In McKay, Ignatieff believed he had a good antidote to those declining trends.
A Toronto lawyer, now in his early 60s, McKay had been influential in the
founding of the Christian Legal Fellowship in Canada. He was well able to
articulate both socially and fiscally conservative views.
While articulating strongly why he believes evangelical and Catholic Christians
should be supportive of the federal Liberals, McKay took care not to be
corrosively critical of the Conservatives.
He did caution, however, that what he sees as the current Conservative penchant
to “lock up the pro-Israel and evangelical votes,” as heading in a “dangerous” direction.

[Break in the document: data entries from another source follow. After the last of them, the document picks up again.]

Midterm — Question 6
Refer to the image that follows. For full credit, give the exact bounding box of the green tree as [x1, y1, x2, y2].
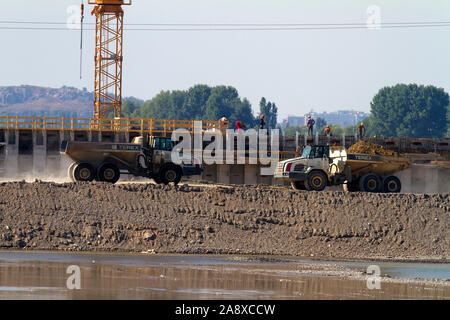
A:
[370, 84, 449, 138]
[283, 125, 307, 136]
[315, 117, 326, 132]
[447, 105, 450, 137]
[259, 97, 278, 129]
[183, 84, 211, 120]
[131, 84, 257, 128]
[121, 100, 140, 118]
[344, 125, 356, 136]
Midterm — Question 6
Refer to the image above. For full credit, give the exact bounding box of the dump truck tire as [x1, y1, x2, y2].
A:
[68, 162, 77, 182]
[382, 175, 401, 193]
[359, 173, 381, 192]
[97, 163, 120, 184]
[160, 164, 182, 185]
[153, 176, 161, 184]
[291, 181, 306, 191]
[305, 171, 327, 191]
[343, 180, 359, 192]
[73, 163, 96, 182]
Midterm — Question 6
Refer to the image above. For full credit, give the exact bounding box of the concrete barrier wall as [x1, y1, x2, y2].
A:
[0, 129, 449, 193]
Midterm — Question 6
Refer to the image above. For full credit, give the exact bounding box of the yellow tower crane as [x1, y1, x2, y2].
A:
[87, 0, 132, 119]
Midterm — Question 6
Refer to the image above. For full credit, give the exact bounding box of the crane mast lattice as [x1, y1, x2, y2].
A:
[88, 0, 131, 119]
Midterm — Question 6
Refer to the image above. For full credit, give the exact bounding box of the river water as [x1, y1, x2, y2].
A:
[0, 251, 448, 300]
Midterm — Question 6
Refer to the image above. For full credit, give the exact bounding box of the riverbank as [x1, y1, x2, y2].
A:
[0, 251, 449, 300]
[0, 181, 448, 262]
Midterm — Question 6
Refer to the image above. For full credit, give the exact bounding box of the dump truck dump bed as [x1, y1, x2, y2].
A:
[346, 153, 411, 177]
[61, 140, 141, 168]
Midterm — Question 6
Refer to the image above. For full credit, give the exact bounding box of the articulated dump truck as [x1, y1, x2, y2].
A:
[274, 145, 410, 193]
[60, 135, 201, 184]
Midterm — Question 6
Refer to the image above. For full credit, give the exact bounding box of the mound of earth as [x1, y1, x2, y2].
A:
[348, 140, 396, 156]
[0, 181, 448, 262]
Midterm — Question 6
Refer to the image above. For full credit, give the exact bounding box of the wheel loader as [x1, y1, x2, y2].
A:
[274, 145, 410, 193]
[60, 135, 201, 184]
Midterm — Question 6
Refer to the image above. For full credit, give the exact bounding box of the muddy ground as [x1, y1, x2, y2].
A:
[0, 181, 448, 262]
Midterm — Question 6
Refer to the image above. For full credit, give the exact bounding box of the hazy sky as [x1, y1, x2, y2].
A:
[1, 0, 449, 119]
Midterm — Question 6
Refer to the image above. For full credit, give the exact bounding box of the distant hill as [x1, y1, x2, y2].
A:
[0, 85, 142, 118]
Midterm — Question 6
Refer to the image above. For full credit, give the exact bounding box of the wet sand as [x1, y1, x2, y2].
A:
[0, 251, 448, 300]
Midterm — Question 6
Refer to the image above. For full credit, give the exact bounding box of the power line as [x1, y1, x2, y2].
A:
[0, 20, 450, 31]
[1, 24, 450, 31]
[1, 20, 450, 26]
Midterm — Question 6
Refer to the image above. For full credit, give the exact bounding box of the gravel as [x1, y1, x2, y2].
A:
[0, 181, 448, 262]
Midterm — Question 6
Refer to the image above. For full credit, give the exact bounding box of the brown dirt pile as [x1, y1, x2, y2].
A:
[0, 181, 448, 261]
[348, 140, 396, 156]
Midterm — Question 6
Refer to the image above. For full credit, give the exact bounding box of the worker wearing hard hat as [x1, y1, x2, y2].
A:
[235, 120, 246, 133]
[324, 124, 332, 137]
[306, 115, 315, 137]
[357, 122, 366, 139]
[220, 116, 228, 127]
[259, 114, 266, 130]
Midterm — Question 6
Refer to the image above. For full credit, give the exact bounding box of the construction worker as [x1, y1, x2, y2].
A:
[295, 146, 303, 157]
[220, 116, 228, 127]
[219, 117, 228, 128]
[259, 114, 266, 130]
[357, 122, 366, 139]
[324, 124, 332, 137]
[235, 120, 245, 133]
[307, 115, 315, 137]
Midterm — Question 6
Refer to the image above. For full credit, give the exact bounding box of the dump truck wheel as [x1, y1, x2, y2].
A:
[343, 180, 359, 192]
[97, 163, 120, 184]
[305, 171, 327, 191]
[383, 175, 401, 193]
[68, 162, 77, 182]
[359, 173, 381, 192]
[73, 163, 96, 182]
[160, 165, 182, 185]
[291, 181, 306, 191]
[153, 176, 161, 184]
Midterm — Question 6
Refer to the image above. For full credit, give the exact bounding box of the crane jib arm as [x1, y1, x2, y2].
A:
[88, 0, 132, 5]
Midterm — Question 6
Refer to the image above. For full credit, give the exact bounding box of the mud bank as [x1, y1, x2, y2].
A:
[0, 181, 448, 262]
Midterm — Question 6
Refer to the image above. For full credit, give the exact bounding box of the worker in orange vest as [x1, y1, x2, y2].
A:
[324, 125, 332, 137]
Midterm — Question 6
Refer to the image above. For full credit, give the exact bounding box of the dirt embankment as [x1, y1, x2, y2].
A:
[0, 181, 448, 261]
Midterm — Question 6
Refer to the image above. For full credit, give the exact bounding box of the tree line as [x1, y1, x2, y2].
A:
[119, 84, 278, 130]
[283, 84, 449, 138]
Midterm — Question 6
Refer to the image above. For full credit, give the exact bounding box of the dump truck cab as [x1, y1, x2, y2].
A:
[61, 135, 201, 185]
[275, 144, 408, 193]
[275, 145, 342, 191]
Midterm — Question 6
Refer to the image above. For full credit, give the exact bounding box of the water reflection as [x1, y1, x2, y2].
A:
[0, 252, 448, 300]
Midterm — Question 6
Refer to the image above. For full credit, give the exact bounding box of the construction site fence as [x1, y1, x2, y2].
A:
[0, 116, 225, 134]
[0, 116, 448, 155]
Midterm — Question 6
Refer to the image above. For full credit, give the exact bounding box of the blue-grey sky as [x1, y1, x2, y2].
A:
[1, 0, 449, 120]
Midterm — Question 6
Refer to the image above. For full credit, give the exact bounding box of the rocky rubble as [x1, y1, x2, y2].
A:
[0, 181, 448, 261]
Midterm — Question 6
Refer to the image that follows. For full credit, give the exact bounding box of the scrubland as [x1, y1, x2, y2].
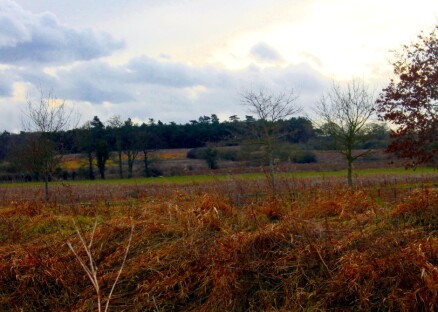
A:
[0, 173, 437, 311]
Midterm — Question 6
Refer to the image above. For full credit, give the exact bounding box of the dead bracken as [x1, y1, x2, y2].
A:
[0, 176, 437, 311]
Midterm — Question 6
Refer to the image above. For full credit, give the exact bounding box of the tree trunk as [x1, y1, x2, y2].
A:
[128, 157, 133, 178]
[118, 150, 123, 179]
[88, 152, 95, 180]
[143, 150, 149, 177]
[99, 165, 105, 179]
[125, 150, 139, 178]
[347, 156, 353, 187]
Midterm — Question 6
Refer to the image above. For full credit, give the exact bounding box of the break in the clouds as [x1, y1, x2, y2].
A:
[0, 0, 124, 64]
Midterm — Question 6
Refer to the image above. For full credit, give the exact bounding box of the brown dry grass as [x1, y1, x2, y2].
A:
[0, 177, 437, 311]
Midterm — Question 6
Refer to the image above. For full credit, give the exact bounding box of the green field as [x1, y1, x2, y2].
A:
[2, 166, 436, 187]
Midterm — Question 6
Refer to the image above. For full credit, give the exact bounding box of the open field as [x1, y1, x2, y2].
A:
[51, 148, 408, 180]
[0, 167, 437, 207]
[0, 171, 437, 311]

Regarding recent experiences in meeting with Christian leaders – with or without his leader – McKay talked about some pleasant “surprises” in the process.
In Vancouver, earlier this year, the main concern was for social housing – something that has been on McKay’s radar since the late 90s, when he was first elected to Parliament.
In Edmonton, he found that a group of ministers with which he met were
interested in immigration and refugee determination issues – something that he would not have expected to be the case in Alberta.
In Winnipeg, he met with leaders and faculty members at Booth College, a
Salvation Army institution. He was told of a sense of disappointment on the
part of the educators, that they heard so seldom from members of parliament – from any party.
Of all Christians, Salvationists have something significant to say about poverty
and justice, McKay pointed out.
An interesting challenge for McKay has been to build networks with Christians
who are unhappy with Ignatieff’s insistence that maternal and child health in less developed countries should
include support for abortion and contraception.
As a pro-life Liberal, McKay would be most hesitant to back Ignatieff on that
matter – although some of his caucus colleagues would take quite an opposite stance.
He emphasized that “I made my own opinions abundantly clear to my leader,” after Ignatieff’s pro-abortion announcement – which was made following a Liberal roundtable on international development.
Earlier reports had indicated that Liberal strategists had recommended Ignatieff
take a pro-abortion stance as a means of establishing a wedge issue among
Conservatives.
All that considered, McKay said he has been enjoying the challenge of networking
on these faith-political issues – and so, apparently, has Ignatieff.
“He enjoys listening and he enjoys the interactions. And he takes notes.”
That last point had been made by one of the west coast clerics with whom they
met. And that seemed to make a good impression, McKay recalled.
“The pastor told me that if someone will not take notes, he won’t express his views.”